Actionable takeaway: prepare 10–15 portfolio items and rehearse three STAR stories that include budgets, timelines, and measurable outcomes.
Key Subtopics to Prepare
Focus on six subtopics that interviewers probe. Prepare specific examples for each.
1) Portfolio Presentation
- •Select 10–15 projects: 4–6 residential, 3–4 commercial, and 2–3 specialty (staging, hospitality).
- •For each project, include: scope (sq ft), budget, your role, key decisions, and metrics (cost savings, timeline gains).
2) Technical Skills
- •Cite software and proficiency: AutoCAD (2D/3D), Revit (BIM), SketchUp (visuals), Photoshop/Indesign (presentation).

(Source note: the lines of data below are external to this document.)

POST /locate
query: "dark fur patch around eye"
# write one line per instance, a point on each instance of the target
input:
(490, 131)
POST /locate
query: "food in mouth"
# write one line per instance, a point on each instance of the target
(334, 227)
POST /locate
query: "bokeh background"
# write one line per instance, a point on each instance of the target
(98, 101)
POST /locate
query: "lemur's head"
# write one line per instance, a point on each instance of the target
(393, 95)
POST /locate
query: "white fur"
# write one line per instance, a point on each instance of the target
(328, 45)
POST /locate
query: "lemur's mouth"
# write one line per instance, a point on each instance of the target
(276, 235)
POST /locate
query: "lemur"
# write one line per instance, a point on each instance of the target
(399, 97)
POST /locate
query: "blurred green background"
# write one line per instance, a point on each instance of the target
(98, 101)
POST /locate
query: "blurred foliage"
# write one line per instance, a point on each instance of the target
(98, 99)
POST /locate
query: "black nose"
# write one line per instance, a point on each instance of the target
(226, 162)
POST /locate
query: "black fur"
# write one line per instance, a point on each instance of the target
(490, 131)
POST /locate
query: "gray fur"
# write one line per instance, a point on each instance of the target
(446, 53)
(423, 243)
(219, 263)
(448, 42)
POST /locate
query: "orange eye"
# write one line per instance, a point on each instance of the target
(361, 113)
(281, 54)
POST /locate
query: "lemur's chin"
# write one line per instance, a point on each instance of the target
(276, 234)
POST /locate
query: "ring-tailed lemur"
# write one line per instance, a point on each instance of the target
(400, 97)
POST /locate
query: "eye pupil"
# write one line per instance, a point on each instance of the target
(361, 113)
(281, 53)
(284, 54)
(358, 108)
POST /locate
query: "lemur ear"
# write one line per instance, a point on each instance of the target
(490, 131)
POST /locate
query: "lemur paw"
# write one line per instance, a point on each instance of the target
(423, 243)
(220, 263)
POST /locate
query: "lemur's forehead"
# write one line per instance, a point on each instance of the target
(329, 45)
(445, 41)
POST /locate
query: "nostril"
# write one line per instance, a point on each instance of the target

- •Give examples: "Produced construction docs for a 3,000 sq ft clinic using Revit; reduced RFI count by 40%."
3) Codes and Materials
- •Mention codes (ADA, local building codes) and sustainable materials you specified (low-VOC paints, recycled glass surfaces).
4) Client & Team Communication
- •Show examples of conflict resolution: renegotiated a supplier contract saving 12%.
5) Budgeting & Procurement
- •Detail procurement tasks: sourcing 15+ SKUs, managing purchase orders, tracking expenses within a 5% variance.
6) On-site Coordination
- •Provide field examples: led weekly site meetings, reduced rework by documenting inspections.
Actionable takeaway: prepare one concise example for each subtopic with numbers and outcomes.
Resources to Prepare and Practice
Use targeted resources to sharpen answers and portfolio delivery.
Portfolio Tools
- •Behance, Carbonmade, or a personal website: optimize for <10 MB total and load <3 seconds.
- •PDF portfolio: 8–12 pages, 1 project per spread, file size under 10 MB for emailing.
Skill-Building Courses
- •Revit/AutoCAD: 20–40 hour courses on LinkedIn Learning or Coursera to gain certification-level skills.
- •Photoshop/Indesign: 10–15 hour bootcamps to refine presentation boards.
Interview Practice
- •Mock interviews: schedule 3 practice sessions with peers or mentors, 30–45 minutes each.
- •Use the STAR method: prepare 5 STAR answers (design challenge, budget issue, client conflict, cross-discipline coordination, sustainability decision).
Reference Materials
- •Local building code summaries and ADA guidelines: keep a one-page cheat sheet.
- •Product catalogs: save PDF spec sheets for 10 commonly specified finishes and fixtures.
Checklists & Templates
- •One-page project case study template: scope, role, budget, timeline, materials, outcome (with numbers).
- •Questions to ask employers: team size, typical project budgets, software standards, and review cadence.
Actionable takeaway: complete one software course, assemble an 8–12 page PDF portfolio, and do three mock interviews before applying.